Anti-inflammatory drugs and corticosteroids (including local injections) have been used to achieve good short-term outcomes for patients with painful hand symptoms (Somai and Vogelgesang, 2011). There are however, some controversies, with some clinicians preferring to explore physical therapies such as stretching and strengthening exercises.
Minor foot surgery may be a consideration to restore function at the first metatarsophalangeal joint affected by LJM, as Turner et al (2007) suggested reduced gait range of motion at this location is strongly associated with high plantar pressures leading to DFUs
The future: therapy to counter the effect of AGEs
Pharmacological compounds to counter the negative effects of AGEs may be a part of future clinical trials. However, this research is in its relative infancy and research to date has only been tested in experimental models.
Although there is some evidence of the clinical link between LJM and diabetic foot ulceration, the scientific support for this relationship is still relatively weak. LJM is not apparent in some ethnic groups with no apparent reason. Hence, it is recommended that clinicians and researchers to continue their work into the complexities of LJM and diabetic foot ulceration, as it remains an important area of investigation.

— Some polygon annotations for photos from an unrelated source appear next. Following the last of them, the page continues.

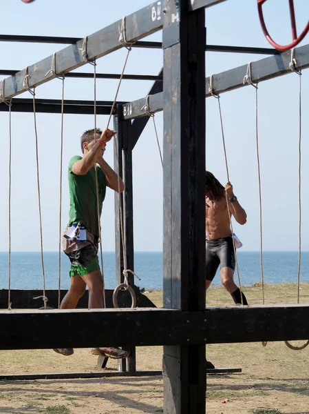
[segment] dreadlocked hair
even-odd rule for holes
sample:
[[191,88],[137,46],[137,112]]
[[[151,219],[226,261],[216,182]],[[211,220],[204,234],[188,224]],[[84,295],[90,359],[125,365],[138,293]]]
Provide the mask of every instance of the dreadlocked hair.
[[205,195],[212,203],[224,197],[224,187],[209,171],[205,171]]

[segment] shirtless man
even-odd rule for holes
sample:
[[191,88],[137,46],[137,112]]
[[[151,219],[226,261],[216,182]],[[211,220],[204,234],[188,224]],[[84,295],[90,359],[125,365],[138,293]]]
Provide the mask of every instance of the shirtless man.
[[220,265],[221,283],[235,303],[242,304],[242,304],[248,305],[233,279],[235,255],[226,198],[231,215],[237,223],[245,224],[247,215],[233,192],[232,184],[228,182],[224,188],[211,172],[206,171],[206,289],[211,286]]

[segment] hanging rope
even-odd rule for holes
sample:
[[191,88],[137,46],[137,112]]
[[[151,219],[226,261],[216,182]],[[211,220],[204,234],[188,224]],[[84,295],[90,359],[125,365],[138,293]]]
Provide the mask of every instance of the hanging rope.
[[[215,94],[215,92],[214,92],[213,90],[213,75],[211,75],[210,78],[209,78],[209,92],[215,98],[217,99],[217,103],[218,103],[218,107],[219,107],[219,115],[220,117],[220,125],[221,125],[221,132],[222,132],[222,144],[223,144],[223,150],[224,152],[224,159],[225,159],[225,166],[226,166],[226,176],[227,176],[227,180],[228,182],[230,182],[230,175],[228,172],[228,159],[227,159],[227,154],[226,154],[226,145],[225,145],[225,137],[224,137],[224,130],[223,128],[223,119],[222,119],[222,112],[221,110],[221,103],[220,103],[220,96],[217,94]],[[242,305],[244,306],[244,299],[242,297],[242,284],[240,282],[240,277],[239,277],[239,270],[238,268],[238,261],[237,261],[237,254],[236,254],[236,247],[235,246],[235,240],[234,240],[234,230],[233,228],[233,222],[232,222],[232,216],[231,216],[231,213],[230,211],[230,208],[228,206],[228,196],[227,194],[225,194],[225,197],[226,199],[226,206],[227,206],[227,210],[228,210],[228,219],[230,221],[230,225],[231,225],[231,230],[232,231],[232,241],[233,241],[233,248],[234,250],[234,256],[235,256],[235,265],[236,265],[236,270],[237,270],[237,279],[238,279],[238,284],[239,285],[239,290],[240,290],[240,299],[241,299],[241,302],[242,302]]]
[[159,137],[158,135],[157,127],[156,125],[155,115],[149,111],[149,97],[150,97],[150,95],[147,95],[146,97],[146,103],[142,108],[142,110],[143,109],[145,109],[146,115],[148,115],[149,117],[151,117],[152,120],[153,121],[153,128],[155,130],[156,137],[157,139],[158,148],[159,150],[159,154],[160,154],[160,158],[161,159],[162,167],[163,168],[163,157],[162,156],[161,147],[160,146]]
[[[299,206],[299,226],[298,226],[298,266],[297,266],[297,304],[299,303],[300,273],[301,259],[301,70],[297,68],[297,62],[294,57],[294,49],[291,50],[291,60],[290,69],[299,75],[299,141],[298,141],[298,206]],[[286,345],[293,351],[301,351],[309,345],[309,340],[300,346],[296,346],[285,341]]]
[[12,99],[4,97],[6,79],[1,81],[0,103],[9,108],[9,152],[8,152],[8,309],[12,309],[11,302],[11,188],[12,188]]
[[47,302],[48,301],[45,293],[45,268],[44,268],[44,259],[43,259],[43,231],[42,231],[42,215],[41,211],[41,191],[40,191],[40,176],[39,176],[39,148],[38,148],[38,132],[36,128],[36,106],[35,106],[35,89],[32,90],[29,86],[29,80],[31,77],[28,75],[28,68],[25,69],[25,77],[23,79],[23,87],[28,90],[32,95],[33,102],[33,115],[34,120],[34,135],[35,135],[35,149],[36,149],[36,181],[37,181],[37,189],[38,189],[38,204],[39,204],[39,221],[40,227],[40,244],[41,244],[41,262],[42,266],[42,277],[43,277],[43,295],[36,296],[33,299],[43,299],[44,302],[45,310],[47,309]]
[[[259,110],[258,110],[258,87],[257,83],[255,85],[252,81],[251,62],[248,63],[247,71],[244,77],[243,84],[251,85],[255,89],[255,138],[257,148],[257,176],[259,181],[259,264],[261,268],[262,291],[263,305],[265,304],[265,284],[263,268],[263,233],[262,233],[262,186],[261,186],[261,169],[259,164]],[[264,344],[266,346],[266,344]]]
[[[123,66],[123,69],[122,69],[122,72],[121,72],[121,75],[120,75],[120,78],[119,79],[119,83],[118,83],[118,86],[116,90],[116,96],[115,96],[115,99],[114,100],[113,102],[113,105],[111,106],[111,112],[109,114],[109,117],[108,119],[108,122],[107,122],[107,128],[108,128],[109,125],[109,122],[111,121],[111,117],[113,115],[114,113],[114,110],[115,108],[115,105],[116,105],[116,102],[117,101],[117,97],[118,97],[118,94],[119,92],[119,89],[120,87],[120,84],[121,84],[121,81],[122,80],[122,77],[123,77],[123,75],[125,73],[125,67],[127,66],[127,62],[128,60],[128,57],[129,55],[129,53],[131,50],[131,46],[134,44],[133,43],[129,43],[127,41],[127,35],[126,35],[126,26],[125,26],[125,17],[123,17],[121,21],[121,24],[119,26],[119,41],[122,44],[122,46],[126,48],[127,49],[127,56],[125,58],[125,63]],[[123,277],[124,277],[124,283],[120,284],[118,284],[113,293],[113,304],[114,304],[114,306],[115,308],[118,308],[118,301],[117,301],[117,295],[118,295],[118,293],[119,292],[119,290],[122,288],[128,290],[131,295],[131,300],[132,300],[132,303],[131,303],[131,308],[135,308],[136,307],[136,295],[135,294],[135,292],[134,290],[134,289],[131,288],[131,286],[130,286],[130,285],[129,284],[129,282],[128,282],[128,279],[127,279],[127,276],[128,276],[128,273],[131,273],[132,275],[134,275],[136,277],[137,277],[138,279],[138,280],[140,280],[140,279],[138,277],[138,276],[134,273],[134,272],[133,270],[131,270],[127,268],[127,249],[126,249],[126,246],[125,246],[125,236],[124,236],[124,230],[123,230],[123,211],[122,211],[122,199],[121,199],[121,195],[120,193],[120,167],[119,167],[119,157],[118,157],[118,145],[119,143],[117,141],[117,140],[116,139],[114,139],[114,151],[116,153],[116,162],[117,162],[117,170],[118,170],[118,205],[119,205],[119,212],[120,212],[120,236],[121,236],[121,242],[122,242],[122,256],[123,256],[123,271],[122,271],[122,274],[123,274]]]
[[[94,66],[94,136],[96,135],[96,59],[90,61],[88,57],[88,37],[86,36],[84,38],[83,42],[83,47],[81,49],[81,55],[83,60],[90,63]],[[102,237],[101,237],[101,226],[100,226],[100,202],[99,202],[99,189],[98,189],[98,170],[96,165],[95,166],[95,174],[96,174],[96,214],[98,219],[98,241],[100,243],[100,259],[101,263],[101,274],[102,274],[102,282],[103,282],[103,308],[106,308],[106,299],[105,299],[105,282],[104,277],[104,266],[103,266],[103,252],[102,246]]]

Treatment of LJM in the foot warrants further evaluation, as Ardic et al (2003) suggested the musculoskeletal manifestations of diabetes are poorly treated compared to other pathologies, such as nephropathy, neuropathy, and retinopathy. Somai and Vogelgesang (2011) concurred with this and said, in general, that the treatment of LJM remains largely unsatisfactory and controversial.
While several treatment pathways have been explored for the wider manifestations of LJM in the body, it is not fully understood how the mechanisms operate for LJM in the diabetic foot.
At present complete functional recovery has not been reported in the diabetic foot as a consequence of treatments for LJM. Therefore, there is a requirement to explore the potential benefits of physical therapy for LJM in future clinical trials.
The current recommendation to clinicians is to assess and recognise any early clinical changes that might indicate LJM in the foot. It is crucial to continue researching the management of LJM in the diabetic foot if we are to appraise the efficacy of our care. Management of LJM in the diabetic foot requires wider appraisal by the clinical and research communities to generate meaningful treatment models.